Photo: en.wikipedia.org

Somewhere in Osun State, Nifemi, a three-year old baby, has been put under the knife for her clitoris to be cut off. Somewhere in Zamfara, thirteen-year-old Aisha has been betrothed to a 65-year-old Alhaji. Somewhere in Lekki, ten-year-old Ayoola is being sexually abused by his uncle. Somewhere in Zamfara, new mother, Aisha, just drew her last breath after bleeding profusely due to the negligence of the medical practitioners that handled her childbirth. Each of these people are victims of the failed healthcare system which Nigerians are constantly being subjected to. For a long period of time, the issue of the abuse of the right to sexual and reproductive healthcare in Nigeria has been ignored like a slowly growing pimple. However, the previous pimple has now developed into an unavoidable boil ridden with pus and blood. Much to the chagrin of the powers that be, the ripple effects of the poor handling of sexual and reproductive health in Nigeria, can no longer be swept under the carpet.

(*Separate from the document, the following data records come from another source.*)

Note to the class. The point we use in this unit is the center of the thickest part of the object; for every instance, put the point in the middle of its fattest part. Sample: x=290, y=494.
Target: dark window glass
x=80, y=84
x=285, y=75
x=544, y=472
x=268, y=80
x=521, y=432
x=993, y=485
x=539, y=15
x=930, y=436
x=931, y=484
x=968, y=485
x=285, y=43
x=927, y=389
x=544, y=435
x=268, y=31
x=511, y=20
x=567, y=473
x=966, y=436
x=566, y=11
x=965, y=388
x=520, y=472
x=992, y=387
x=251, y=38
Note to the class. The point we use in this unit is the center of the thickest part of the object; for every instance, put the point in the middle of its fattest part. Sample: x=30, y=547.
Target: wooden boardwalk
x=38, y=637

The World Health Organisation defines reproductive health as: “A complete state of physical, mental and social wellbeing, and not merely the absence of disease or infirmity in all matters related the reproductive system, its functions and its processes” [1]. The right to sexual and reproductive health has slowly garnered recognition over the past five decades. From the World Population Conferences in Rome and Belgrade held at 1958 and 1965 respectively [2], to the Beijing Conference of 1995 [3]; reproductive and sexual health has constantly been reaffirmed as a sine qua non in the lives of both men and women. In Nigeria, several Acts, and policies alike, have been enacted in order to guarantee this right to every Nigerian. They include, amongst others: The HIV(Anti-Discrimination) Act, 2013; the Violence Against Persons Prohibition Act, 2015; and the National Strategic Framework for the Elimination of Obstetric Fistula in Nigeria (2019-2023) [4].
However, the Nigerian situation seemingly sings a different tune. In spite of the existing legal framework, there have been numerous cases bordering on the flagrant abuse of the right to reproductive and sexual health in Nigeria- ranging from child marriage to sexual violence.

Currently, Nigeria has the highest number of child brides in Africa [5]. Over 20% of global maternal deaths occur in Nigeria with a staggering 600,000 maternal deaths enumerated from 2005-2015 [6]. In the same vein, over 25 percent of Nigerian women have been circumcised, with Osun State hosting the highest prevalence rate of 77 percent [7]. Each of these violations have negative effects on victims, hence, the global attention which the right to reproductive and sexual health has attracted. For example, there has been no report on the health benefits triggered by Female Genital Mutilation; however, numerous studies and research works have reported the harmful effects of female genital mutilation which could range from immediate complications which include: shock, haemorrhage and genital tissue swelling; to long-term complications which include: pain during sexual intercourse, urinary tract infections and menstrual problems [8].